When the message "produced zero addresses" appears, you need to take action. At that point, run the command "mage check".

skiffer-git avatar Aug 18 '24 14:08 skiffer-git

How did you set it up? What changes did you make to the settings? Can you explain it step by step?

skiffer-git avatar Aug 18 '24 14:08 skiffer-git

The mage check in the above content is executed after an error appears in the logs


  • Use the code from tag release-v3.8.
  • No modifications were made to the code, only the configuration files in /config were changed.
  • mongoDB and Redis use services provided by SaaS platform.
  • etcd, Minio, and Kafka use self-built Docker (not the compose provided by the openim project)

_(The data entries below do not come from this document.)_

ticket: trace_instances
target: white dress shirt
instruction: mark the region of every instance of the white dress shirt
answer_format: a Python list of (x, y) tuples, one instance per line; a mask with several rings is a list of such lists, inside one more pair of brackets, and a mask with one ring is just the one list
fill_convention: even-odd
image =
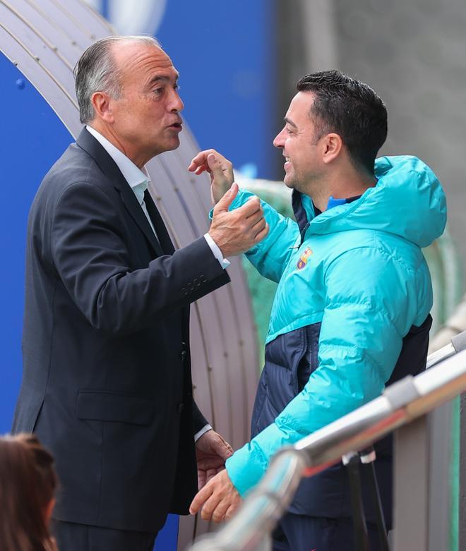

Use a Docker-based Golang environment to compile and run the server.

services:
  openim:
    image: golang
    container_name: openim
    user: root
    privileged: true
    volumes:
      - "/openim:/openim"
    restart: always
    network_mode: "host"
    command: /openim/happy.sh

docker startup command

usm@/openim$ cat ./happy.sh
#!/bin/sh
cd /openim
bash bootstrap.sh
if [ ! -e skip_build ]
then
  mage
fi
touch skip_build
mage start
mage check
tail -f /dev/stdout

happy2wh666 avatar Aug 19 '24 01:08 happy2wh666

I suggest you use the source code for the deployment.

skiffer-git avatar Aug 19 '24 08:08 skiffer-git

Can you tell me if the IP address 74.48.52.186 is a public one or just an internal network address?

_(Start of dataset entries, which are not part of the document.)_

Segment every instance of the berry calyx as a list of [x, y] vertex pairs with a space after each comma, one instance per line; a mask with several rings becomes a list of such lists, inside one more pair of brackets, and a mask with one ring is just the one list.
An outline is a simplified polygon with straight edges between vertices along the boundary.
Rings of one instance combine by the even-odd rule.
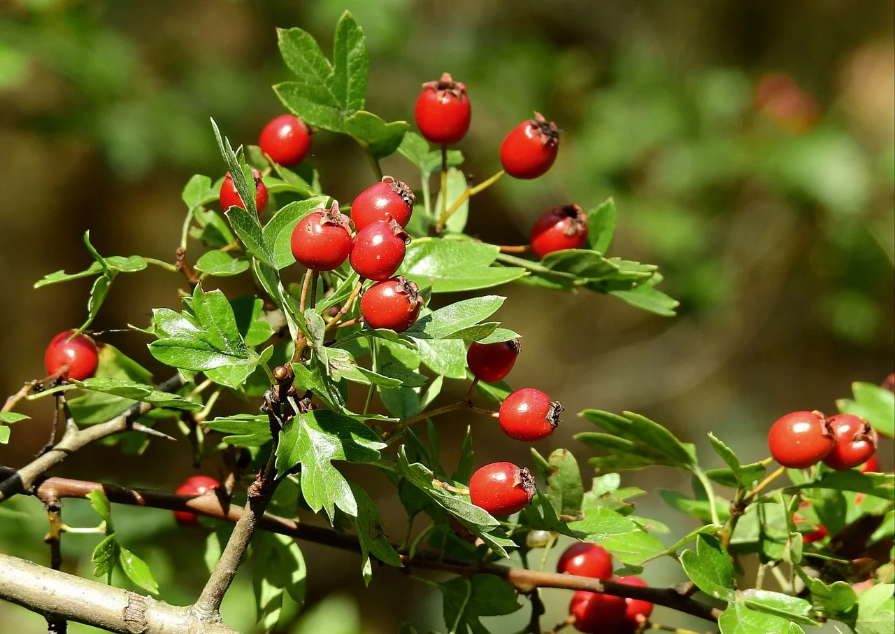
[[311, 129], [297, 116], [280, 115], [261, 130], [258, 145], [280, 165], [298, 165], [311, 150]]
[[351, 268], [367, 279], [388, 279], [404, 261], [409, 238], [394, 218], [370, 223], [351, 244]]
[[504, 399], [498, 420], [510, 438], [534, 442], [553, 433], [562, 411], [558, 402], [540, 390], [523, 388]]
[[513, 128], [500, 144], [500, 163], [514, 178], [537, 178], [547, 173], [559, 150], [559, 128], [540, 113]]
[[371, 328], [404, 332], [416, 323], [422, 297], [415, 284], [402, 275], [377, 282], [361, 296], [361, 314]]
[[568, 611], [575, 617], [575, 629], [584, 634], [605, 634], [609, 628], [625, 620], [625, 599], [612, 595], [578, 590], [572, 595]]
[[[258, 211], [258, 217], [260, 218], [261, 214], [268, 208], [268, 187], [261, 182], [261, 173], [254, 167], [251, 168], [251, 176], [255, 181], [255, 210]], [[224, 177], [218, 199], [221, 203], [221, 209], [225, 211], [231, 207], [242, 207], [243, 210], [245, 209], [245, 205], [243, 204], [243, 201], [236, 192], [236, 185], [233, 182], [233, 176], [230, 176], [230, 172], [227, 172]]]
[[473, 342], [466, 352], [466, 363], [479, 381], [494, 383], [509, 374], [521, 351], [519, 339], [493, 344]]
[[[639, 577], [619, 577], [616, 583], [626, 586], [636, 586], [637, 587], [646, 587], [646, 582]], [[646, 622], [652, 613], [652, 604], [643, 599], [625, 598], [625, 621], [632, 625], [640, 625]]]
[[406, 183], [383, 176], [380, 182], [357, 194], [351, 203], [351, 219], [358, 231], [377, 220], [388, 221], [389, 217], [406, 227], [415, 204], [416, 196]]
[[612, 578], [612, 555], [596, 544], [577, 542], [563, 551], [557, 572], [594, 579]]
[[830, 417], [836, 446], [823, 458], [827, 467], [844, 471], [863, 465], [876, 453], [876, 434], [867, 421], [852, 414]]
[[60, 332], [47, 347], [44, 364], [48, 374], [84, 381], [96, 373], [99, 365], [96, 341], [83, 333], [69, 339], [74, 333], [75, 330]]
[[466, 85], [455, 81], [449, 73], [438, 81], [426, 81], [416, 99], [413, 118], [420, 133], [430, 143], [456, 143], [469, 130], [472, 107]]
[[578, 205], [563, 205], [545, 211], [532, 227], [532, 251], [539, 258], [587, 244], [587, 216]]
[[816, 465], [835, 446], [836, 437], [830, 421], [816, 410], [787, 414], [778, 419], [768, 433], [771, 455], [790, 469], [805, 469]]
[[292, 254], [295, 261], [312, 270], [332, 270], [351, 253], [351, 226], [339, 213], [338, 203], [305, 216], [292, 231]]
[[512, 462], [485, 465], [469, 480], [470, 501], [496, 518], [518, 513], [534, 497], [534, 478]]
[[[191, 476], [183, 481], [183, 484], [175, 491], [178, 495], [192, 495], [199, 497], [205, 495], [209, 491], [217, 488], [221, 484], [209, 476]], [[174, 518], [181, 526], [196, 526], [199, 524], [199, 516], [185, 510], [174, 511]]]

skiffer-git avatar Aug 19 '24 08:08 skiffer-git

I suggest you use the source code for the deployment.

The server is compiled from source code. Both the compilation and execution are done inside a Docker container with image “golang”.

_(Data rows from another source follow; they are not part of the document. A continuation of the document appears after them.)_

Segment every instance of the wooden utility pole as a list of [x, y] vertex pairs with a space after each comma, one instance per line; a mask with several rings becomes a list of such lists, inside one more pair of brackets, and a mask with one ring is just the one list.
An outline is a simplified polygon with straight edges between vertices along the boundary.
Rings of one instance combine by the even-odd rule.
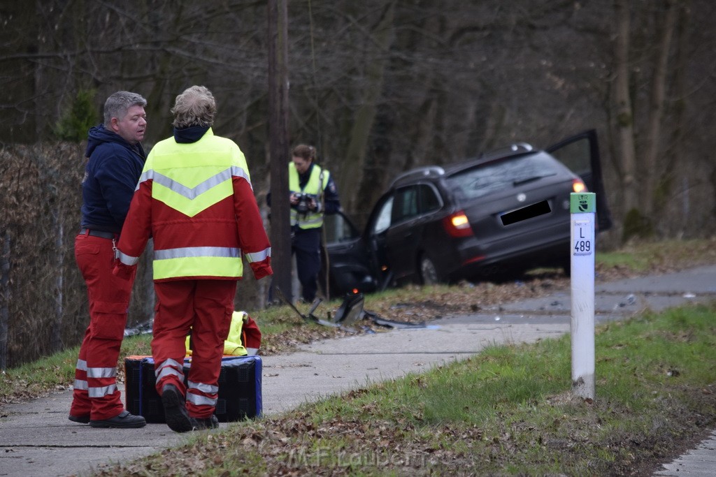
[[271, 157], [271, 242], [276, 289], [293, 302], [291, 224], [289, 217], [288, 0], [268, 0], [268, 138]]

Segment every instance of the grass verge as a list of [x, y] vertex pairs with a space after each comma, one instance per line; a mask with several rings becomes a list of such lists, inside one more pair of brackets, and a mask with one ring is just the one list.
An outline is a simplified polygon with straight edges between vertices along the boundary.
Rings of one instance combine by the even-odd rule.
[[651, 475], [716, 423], [715, 318], [716, 303], [598, 327], [594, 400], [571, 393], [565, 335], [237, 423], [97, 475]]

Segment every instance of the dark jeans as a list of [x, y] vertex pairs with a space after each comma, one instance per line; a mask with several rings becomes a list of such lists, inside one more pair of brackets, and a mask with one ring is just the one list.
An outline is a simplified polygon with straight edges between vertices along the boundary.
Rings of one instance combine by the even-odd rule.
[[291, 253], [301, 282], [301, 297], [308, 303], [316, 297], [318, 274], [321, 271], [321, 229], [298, 229], [294, 235]]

Can you tell me if the IP address 74.48.52.186 is a public one or just an internal network address?

public, with linux firewall

happy2wh666 avatar Aug 19 '24 08:08 happy2wh666

There's no need to use a public IP address. You can just stick with an internal IP address for this situation

skiffer-git avatar Aug 19 '24 10:08 skiffer-git

Is this issue related to the internal IP or public IP? The point is that the server was running normally at the beginning, but the error occurred after a period of time. Restarting the server made it normal again, but then the error occurred again after some time.

happy2wh666 avatar Aug 19 '24 11:08 happy2wh666

When you run into an issue, take a look at the data on etcd.

skiffer-git avatar Aug 19 '24 12:08 skiffer-git

I keep running the follow command for a long time, during which it only outputs some PUT and DELETE.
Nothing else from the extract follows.